CHAPTER 38 Management of the Tumor Patient
Primary brain cancer, those tumors that arise from the substance of brain itself, account for 1% of all cancers.1,2 Approximately 14 per 100,000 people in the United States are diagnosed with primary brain tumors each year. Of these, roughly 7 per 100,000 are diagnosed with a primary malignant brain tumor and will account for approximately 2% of all cancer-related deaths. Brain tumors most commonly occur in the fifth and sixth decades of life but are the second most common form of cancer in childhood next to leukemia. Recently, there has been conjecture that the incidence of brain tumor is increasing. Analysis of this speculation is complicated by diagnostic discrepancies and ascertainment bias in registry data. However, after extensive review, this apparent increase is most likely due to factors such as better diagnostic procedures, improved access to medical care, and enhanced care for the elderly, all leading to greater detection rather than an actual increase in incidence. Nevertheless, more standardized and unbiased diagnosis and registration methods must become established and widely used before such speculation is truly resolved.
Metastases to the brain occur at some point in 10% to 15% of persons with cancer and are more common than primary brain tumors. Tumors arising in any other part of the body (most commonly from lung, breast, kidney, and skin) may metastasize to the brain; metastatic tumors to the brain are usually multiple, although a solitary metastasis can mimic a primary brain tumor.

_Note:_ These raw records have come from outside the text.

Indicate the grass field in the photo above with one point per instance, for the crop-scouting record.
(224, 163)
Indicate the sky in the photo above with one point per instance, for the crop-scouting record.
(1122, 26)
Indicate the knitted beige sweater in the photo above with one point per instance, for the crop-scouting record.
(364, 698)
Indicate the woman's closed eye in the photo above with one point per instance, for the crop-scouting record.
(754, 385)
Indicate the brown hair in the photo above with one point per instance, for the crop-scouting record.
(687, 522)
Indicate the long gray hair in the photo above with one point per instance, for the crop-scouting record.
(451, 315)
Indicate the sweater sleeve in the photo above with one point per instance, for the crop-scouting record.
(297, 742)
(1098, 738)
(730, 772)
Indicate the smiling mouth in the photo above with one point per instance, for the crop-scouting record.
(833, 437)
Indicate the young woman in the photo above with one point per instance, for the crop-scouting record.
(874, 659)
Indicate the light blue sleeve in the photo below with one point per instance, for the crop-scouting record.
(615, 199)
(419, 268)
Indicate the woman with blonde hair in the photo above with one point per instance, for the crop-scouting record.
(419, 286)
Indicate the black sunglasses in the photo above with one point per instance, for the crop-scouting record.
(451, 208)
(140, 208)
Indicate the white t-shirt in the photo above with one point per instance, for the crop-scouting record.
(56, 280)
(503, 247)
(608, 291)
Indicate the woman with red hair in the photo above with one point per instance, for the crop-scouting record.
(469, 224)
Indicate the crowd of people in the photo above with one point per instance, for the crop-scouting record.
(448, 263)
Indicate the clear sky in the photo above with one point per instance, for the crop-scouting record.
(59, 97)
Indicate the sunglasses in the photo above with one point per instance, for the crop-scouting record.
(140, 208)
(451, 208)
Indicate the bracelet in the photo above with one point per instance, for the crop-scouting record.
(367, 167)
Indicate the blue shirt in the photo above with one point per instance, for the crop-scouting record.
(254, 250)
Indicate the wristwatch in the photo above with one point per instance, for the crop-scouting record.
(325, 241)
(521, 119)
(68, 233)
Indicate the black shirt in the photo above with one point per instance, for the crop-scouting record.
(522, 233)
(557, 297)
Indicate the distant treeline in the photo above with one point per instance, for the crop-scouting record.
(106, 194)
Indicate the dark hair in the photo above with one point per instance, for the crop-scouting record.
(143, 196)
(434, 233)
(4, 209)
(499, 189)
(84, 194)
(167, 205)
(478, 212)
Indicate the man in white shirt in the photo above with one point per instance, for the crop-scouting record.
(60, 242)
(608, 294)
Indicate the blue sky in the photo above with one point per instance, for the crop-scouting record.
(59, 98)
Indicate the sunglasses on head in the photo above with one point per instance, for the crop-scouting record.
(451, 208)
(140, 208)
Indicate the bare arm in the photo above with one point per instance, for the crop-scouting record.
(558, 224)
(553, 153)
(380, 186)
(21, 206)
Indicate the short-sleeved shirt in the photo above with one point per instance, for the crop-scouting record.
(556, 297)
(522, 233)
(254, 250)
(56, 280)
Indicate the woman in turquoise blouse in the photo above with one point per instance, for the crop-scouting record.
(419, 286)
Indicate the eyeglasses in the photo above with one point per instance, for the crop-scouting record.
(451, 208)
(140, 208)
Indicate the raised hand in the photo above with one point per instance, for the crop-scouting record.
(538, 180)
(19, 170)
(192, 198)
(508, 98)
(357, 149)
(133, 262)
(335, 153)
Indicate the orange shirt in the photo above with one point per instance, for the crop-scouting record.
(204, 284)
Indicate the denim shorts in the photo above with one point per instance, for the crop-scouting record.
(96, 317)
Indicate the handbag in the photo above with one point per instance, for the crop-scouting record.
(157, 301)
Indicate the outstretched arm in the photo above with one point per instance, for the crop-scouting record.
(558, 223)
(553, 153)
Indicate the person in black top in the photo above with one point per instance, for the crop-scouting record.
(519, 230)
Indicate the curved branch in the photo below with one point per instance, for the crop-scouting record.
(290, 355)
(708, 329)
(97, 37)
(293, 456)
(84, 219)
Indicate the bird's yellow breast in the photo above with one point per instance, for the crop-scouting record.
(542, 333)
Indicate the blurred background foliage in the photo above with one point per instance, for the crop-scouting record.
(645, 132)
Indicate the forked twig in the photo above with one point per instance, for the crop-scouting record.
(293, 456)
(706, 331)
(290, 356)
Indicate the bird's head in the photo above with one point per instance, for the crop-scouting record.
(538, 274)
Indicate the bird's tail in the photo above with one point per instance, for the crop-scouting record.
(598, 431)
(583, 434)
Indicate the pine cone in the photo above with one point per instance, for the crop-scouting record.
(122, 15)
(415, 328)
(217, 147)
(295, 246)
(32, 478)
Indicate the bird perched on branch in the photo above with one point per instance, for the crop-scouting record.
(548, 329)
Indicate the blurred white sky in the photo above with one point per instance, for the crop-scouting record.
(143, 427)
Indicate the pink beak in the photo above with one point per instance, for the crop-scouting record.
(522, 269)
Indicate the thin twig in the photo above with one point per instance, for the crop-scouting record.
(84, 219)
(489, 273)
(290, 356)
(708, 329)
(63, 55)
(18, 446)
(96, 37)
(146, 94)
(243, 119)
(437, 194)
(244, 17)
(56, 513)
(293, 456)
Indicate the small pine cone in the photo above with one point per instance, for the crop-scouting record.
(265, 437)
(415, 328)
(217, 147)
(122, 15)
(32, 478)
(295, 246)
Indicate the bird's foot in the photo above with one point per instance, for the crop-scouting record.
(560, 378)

Primary brain tumors may develop from any of the types of cells found in the brain.3 Tumors may originate from nerve cells or neurons; however, tumors of the supporting cells known as “glial” cells (including astrocytes, oliogodendrocytes, ependymal cells) are more common. A tumor is generally named after the cell of origin. Thus, a tumor derived from glial cells is known as a glioma. To be more specific, a tumor from astrocytic cells is called an astrocytoma and a tumor from the ependymal cells is called an ependymoma. Tumors of the neurons include neuroblastoma, neurocytoma, and ganglioneuromas. Meningiomas are tumors that originate from cells in the meninges. Other tumors include those derived from specialized brain structures such as the pineal gland, pituitary gland, or choroid plexus.
Normally, brain tumors are graded pathologically on the basis of the most malignant or aggressive area identified according to the World Health Organization (WHO) II grading system. The grade of a tumor refers to how abnormal the cancer cells look under a microscope and how quickly the tumor is likely to grow and thus correlates to the prognosis of the patient. For example, astrocytomas are graded on a scale from 1 to 4, with grade 1 being the slowest growing and grade 4 being the most rapidly growing and malignant lesions.
Research into the causes of brain tumors is complicated by many factors, including the relative rarity of the disease and swift death of patients with aggressive subtypes. Most brain tumors have no known cause and, to date, studies have revealed little with regard to specific causes. Some inherited conditions do predispose a person to the development of brain tumors. For instance, patients with neurofibromatosis type 1 (NF1), tuberous sclerosis, and familial polyposis have a tendency to develop astrocytomas. However, these syndromes explain less than 5% of brain tumor cases.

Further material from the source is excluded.